The long-running expansion of the sneaker market is being questioned, following a detailed analysis by Bank of America analysts led by Thierry Cota. In a 61-page report, the analysts argued that the sporting goods sector had experienced a two-decade “upcycle” that lifted sneakers from less than a quarter of global footwear sales to at least half, a shift that peaked during the Covid-19 pandemic as remote working accelerated demand for casual wear.
The analysts said that with this structural shift largely complete, future revenue growth prospects for sports footwear brands were now significantly reduced. They accompanied the assessment with a rare double downgrade of Adidas, removing their buy rating and labelling the stock among the least attractive in the sector.
The conclusions have also drawn scepticism from industry observers. Matt Powell, a long-time footwear analyst and adviser at consulting firm Spurwink River, publicly rejected the findings, saying there was no evidence that the casual footwear trend had peaked.
Data from market researchers also point to continued resilience in the category.

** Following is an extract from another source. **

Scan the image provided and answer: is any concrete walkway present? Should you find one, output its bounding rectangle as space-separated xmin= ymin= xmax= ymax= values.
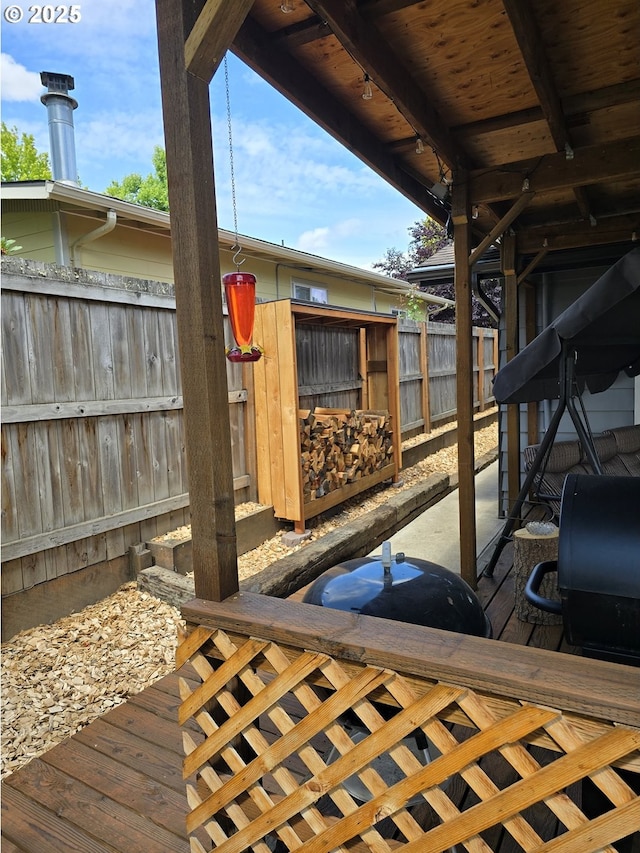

Beth Goldstein, an analyst at Circana in New York, said sneakers now account for about 60% of footwear sales in the United States. She said sports shoes had gained widespread acceptance as part of a broader societal focus on comfort, health and wellness, priorities that were unlikely to fade. According to her, the US sneaker category grew 4% last year through November, while fashion footwear sales declined by 3%. She added that casualisation was no longer a trend but a core consumer preference.
Despite this, sneaker makers have faced mounting challenges since the pandemic. Several brands have struggled to keep pace with rapidly changing consumer tastes, while demand has cooled in key markets such as China. The sector has also faced uncertainty linked to potential US tariffs. Over the past year, Adidas shares have fallen by nearly one-third, while On Holding’s stock is down more than 10%, despite reporting strong revenue growth.
Poonam Goyal, an analyst at Bloomberg Intelligence, said the casualisation trend had not ended but had stabilised, with consumer wardrobes becoming more balanced. She said the category had moved beyond the pandemic-driven demand surge and was now operating in a more normalised environment.
There are also signs that sneakers are encroaching further into traditionally formal categories. In 2025, the most traded loafer on online resale platform StockX was the New Balance 1906L, a hybrid design combining elements of a boat shoe and a running trainer. High-profile figures and fashion influencers are increasingly seen wearing premium trainers, often developed through collaborations with luxury brands such as Gucci and Moncler.
Bank of America’s analysts did not suggest that consumers would abandon sneakers altogether. Instead, they said sporting goods sales had been growing at a slower-than-average pace since mid-2023 compared with the previous two decades. They argued that, unlike in past cycles, there was little evidence to suggest a strong rebound ahead, citing data from credit card spending, subdued sales among Asian footwear and apparel suppliers, and cautious outlooks from industry executives for 2026.